Recent Advancement Toward the Application of Proteomics, Metabolomics, Genomics and Bioinformatics for the Improvement of Nanofertilizer Research

Abstract

The usage of chemical fertilizers is upsetting the ecology in addition to harming human health. Biofertilizers promote plant development by boosting the delivery of nutrients or compounds that promote plant growth. Growing in popularity in the agriculture sector of developing nations is a novel strategy called nanotechnology. Plants exposed to adverse environments respond to nanoparticle stimuli by activating a variety of defense mechanisms. Biofertilizer and nanotechnology were combined to create nanobiofertilizer, which increased agricultural output and efficiency. These fertilizers offer a number of benefits over conventional fertilization techniques and can be utilized to increase agricultural output while minimizing the harmful impacts of fertilizer on the environment.
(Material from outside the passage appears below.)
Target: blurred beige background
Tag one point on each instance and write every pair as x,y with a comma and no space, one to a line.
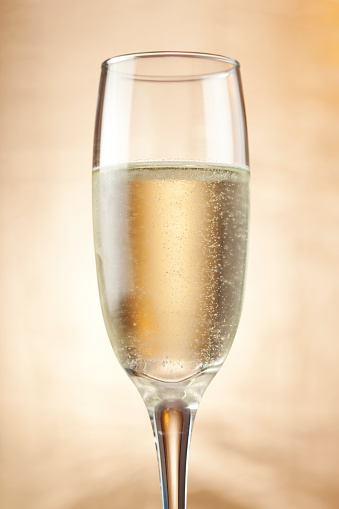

The maintenance of soil moisture and plant uptake of vital nutrients are made easier by the synergistic action of nanomaterial and microbial fertilizer. Additionally, bionanofertilizers are a lowcost solution to boost soil health, plant nutrient uptake, and growth and production. A new area of research into the production of inorganic and organic bionanoparticles as environmental fertilizers has been launched through the use of bacteria, algae, yeast, fungi, actinomycetes, and plants to biosynthesize nanomaterials. The microbes used as biological fertilizers include Azotobacter, Pseudomonas sp, Bacillus sp, and Enterobacter sp. In order for these nanobiofertilizers to be produced commercially and made available to farmers, it is necessary to research and develop more suitable ones. Nanobiofertilizer is still not widely available for purchase. And the application of proteomics, metabolomics and genomics and bioinformatics in nanobiofertilizer research can provide a comprehensive understanding of the molecular mechanism underlying plant microbe interaction, nutrient delivery, and crop growth promotion. This knowledge can be exploited to optimize the composition and functionality of nanobiofertilizers, resulting in nutrient use efficiency, improved crop productivity, and environmental sustainability.